MIMO Capacity Characterization for Movable Antenna Systems

TL;DR

This paper introduces a movable antenna MIMO system that optimizes antenna positions to significantly enhance channel capacity, offering a flexible alternative to fixed antennas and demonstrating substantial performance improvements.

Contribution

It develops an optimization framework for antenna position and signal covariance to maximize capacity, including efficient algorithms and insights into capacity gains over fixed systems.

Findings

Movable antennas significantly improve MIMO capacity.

Proposed algorithms effectively optimize antenna positions.

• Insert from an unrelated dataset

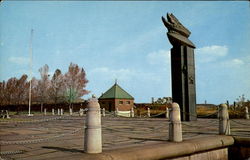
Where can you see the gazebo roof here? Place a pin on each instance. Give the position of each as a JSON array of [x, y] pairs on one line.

Numerical results confirm capacity gains over traditional fixed systems.

Abstract

In this paper, we propose a new multiple-input multiple-output (MIMO) communication system with movable antennas (MAs) to exploit the antenna position optimization for enhancing the capacity. Different from conventional MIMO systems with fixed-position antennas (FPAs), the proposed system can flexibly change the positions of transmit/receive MAs, such that the MIMO channel between them is reconfigured to achieve higher capacity. We aim to characterize the capacity of MA-enabled point-to-point MIMO communication systems, by jointly optimizing the positions of transmit and receive MAs as well as the covariance of transmit signals. First, we develop an efficient alternating optimization algorithm to find a locally optimal solution by iteratively optimizing the transmit covariance matrix and the position of each transmit/receive MA with the other variables being fixed. Next, we propose alternative algorithms of lower complexity for capacity maximization in the low-SNR regime and for the multiple-input single-output (MISO) and single-input multiple-output (SIMO) cases. Numerical results show that our proposed MA systems significantly improve the MIMO channel capacity compared to traditional FPA systems as well as various benchmark schemes, and useful insights are drawn into the capacity gains of MA systems.